The New York Times has a serviceable front-page roundup of the lobbying fight over debit card interchange fees, a topic we mentioned here yesterday. The Times has a couple of paragraphs devoted to the revolving-door aspect of the lobbying and legislating:
The lobbying has been intense over the last year with the card companies and banks hiring, among others, Sam Geduldig, a former adviser to Representative John A. Boehner, Republican of Ohio and the House speaker, and Regina Mahony, formerly a senior adviser to Representative Steny H. Hoyer, Democrat of Maryland, according to OpenSecrets.org, which tracks lobbyists.
Representatives of the retailers include the former Republican Senator Don Nickles of Oklahoma, and Sheryl Cohen, a former chief of staff for Christopher J. Dodd of Connecticut, the Democratic senator who sponsored the financial regulation bill and is now retired.
The Times doesn't mention it, but at least one of the lawmakers who changed sides on the issue has a former aide who is a paid lobbyist on the topic. The Times article reports:
Several lawmakers who supported the debit card amendment or the broader financial regulation bill as a whole are now reversing course, as the antibank climate here softens. "I believe the Fed was given too narrow of set of rules" with which to draft the regulation, said Representative Barney Frank, the Massachusetts Democrat who sponsored Dodd-Frank in the House, which never voted separately on the debit-fee amendment. "Now there is genuine political pressure to do something.

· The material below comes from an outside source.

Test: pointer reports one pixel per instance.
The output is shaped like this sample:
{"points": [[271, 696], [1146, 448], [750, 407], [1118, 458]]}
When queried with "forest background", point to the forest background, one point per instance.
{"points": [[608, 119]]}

It's very much in play."
Senate lobbying disclosure records show that Mastercard was paying $50,000 a quarter to the Raben Group for "education/advocacy on interchange fees." The president of the Raben Group, and one of the lobbyists on the account, is Robert Raben, whose firm Web site biography reports that "Robert's aggressively bipartisan approach was honed during a highly respected legislative career that began on Congressman Barney Frank's (D-MA) staff...Robert served as counsel to Congressman Frank for seven years, advising Mr. Frank on issues before the Judiciary Committee and on national civil rights policy and politics."